她颤抖着给左江打了电话,激动的说了很多话:“我受不了了!我的家人都把我当怪物看!我只不过做了一件再普通不过的事情!我只不过把一件东西毁掉了,还不是亲手做的,为什么要针对我?都是你!要不是你一再的求我,我才不会趟这趟浑水!”
左江没有说话,挂掉了。
牛梅一通发泄之后稍稍有些后悔,她知道这样情绪化处理问题什么都不解决,只是自己死在绷不住劲了。

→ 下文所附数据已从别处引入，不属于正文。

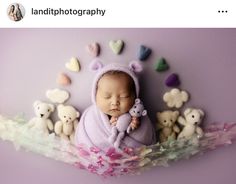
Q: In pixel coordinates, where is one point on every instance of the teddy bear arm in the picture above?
(181, 120)
(199, 131)
(50, 124)
(75, 123)
(176, 129)
(58, 127)
(159, 126)
(31, 123)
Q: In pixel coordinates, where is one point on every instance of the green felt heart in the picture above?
(161, 65)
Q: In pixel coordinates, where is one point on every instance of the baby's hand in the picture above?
(113, 120)
(134, 123)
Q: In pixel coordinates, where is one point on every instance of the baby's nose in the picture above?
(115, 101)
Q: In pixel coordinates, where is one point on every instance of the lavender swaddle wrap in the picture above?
(94, 127)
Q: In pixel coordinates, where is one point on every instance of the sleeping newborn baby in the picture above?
(114, 91)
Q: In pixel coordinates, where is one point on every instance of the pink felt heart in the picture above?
(63, 79)
(93, 49)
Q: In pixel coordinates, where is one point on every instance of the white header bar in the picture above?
(119, 14)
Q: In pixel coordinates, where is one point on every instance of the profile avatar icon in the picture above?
(16, 12)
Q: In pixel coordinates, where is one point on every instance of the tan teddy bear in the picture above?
(65, 128)
(191, 120)
(166, 124)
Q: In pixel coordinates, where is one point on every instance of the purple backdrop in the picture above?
(30, 60)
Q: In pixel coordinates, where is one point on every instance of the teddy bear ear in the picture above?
(187, 111)
(59, 107)
(51, 107)
(135, 66)
(95, 65)
(36, 103)
(77, 114)
(201, 112)
(137, 101)
(176, 113)
(144, 113)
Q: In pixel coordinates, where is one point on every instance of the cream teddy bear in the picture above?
(41, 122)
(65, 128)
(192, 118)
(166, 124)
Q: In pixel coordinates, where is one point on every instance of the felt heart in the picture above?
(161, 65)
(95, 65)
(63, 79)
(73, 65)
(116, 46)
(93, 49)
(144, 52)
(172, 80)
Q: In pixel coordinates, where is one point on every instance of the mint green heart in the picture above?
(161, 65)
(116, 46)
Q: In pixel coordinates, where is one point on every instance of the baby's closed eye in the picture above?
(125, 96)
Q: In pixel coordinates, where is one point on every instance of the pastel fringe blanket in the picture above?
(114, 162)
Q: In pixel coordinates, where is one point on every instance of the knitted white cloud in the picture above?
(175, 98)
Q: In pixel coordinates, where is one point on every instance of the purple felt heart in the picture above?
(172, 80)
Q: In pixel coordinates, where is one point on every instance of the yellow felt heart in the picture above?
(73, 65)
(116, 46)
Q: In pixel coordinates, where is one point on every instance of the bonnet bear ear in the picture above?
(135, 66)
(95, 65)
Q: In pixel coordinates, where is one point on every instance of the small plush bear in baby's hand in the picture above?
(136, 112)
(65, 128)
(126, 122)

她冷静下来之后,决定跟丈夫打个电话,好好的解释一下当时的情况,祈求丈夫能够谅解。
但是电话一直没人接,一向正直的丈夫看来被气坏了,当年她违心做出此事时,丈夫还一直在自己身边喋喋不休的议论这个案件有多气人,没想到……
“喂?喂?”
丈夫总算是接起了电话,但却不出声。
“你听我说,我不是故意的,我只是一时糊涂,他给了我五万元!五万啊!当时的五万可以买一套房子了,咱们要不是那笔钱,现在还住在出租屋里!”
就在此时,牛梅愣住了,她清晰的听到有人在撬门。
没错,是撬门,不是礼貌的敲击。
她把电话移开耳边,本能的抓起一个花瓶。
门那边没动静了,但那股子恐怖的感觉却一点点蔓延开来……
“谁!谁在门外!”牛梅大声呼喊,声音是那样无助。
门开了,没有人。
只有风呼呼的刮着,似乎是冤魂在倾诉着什么……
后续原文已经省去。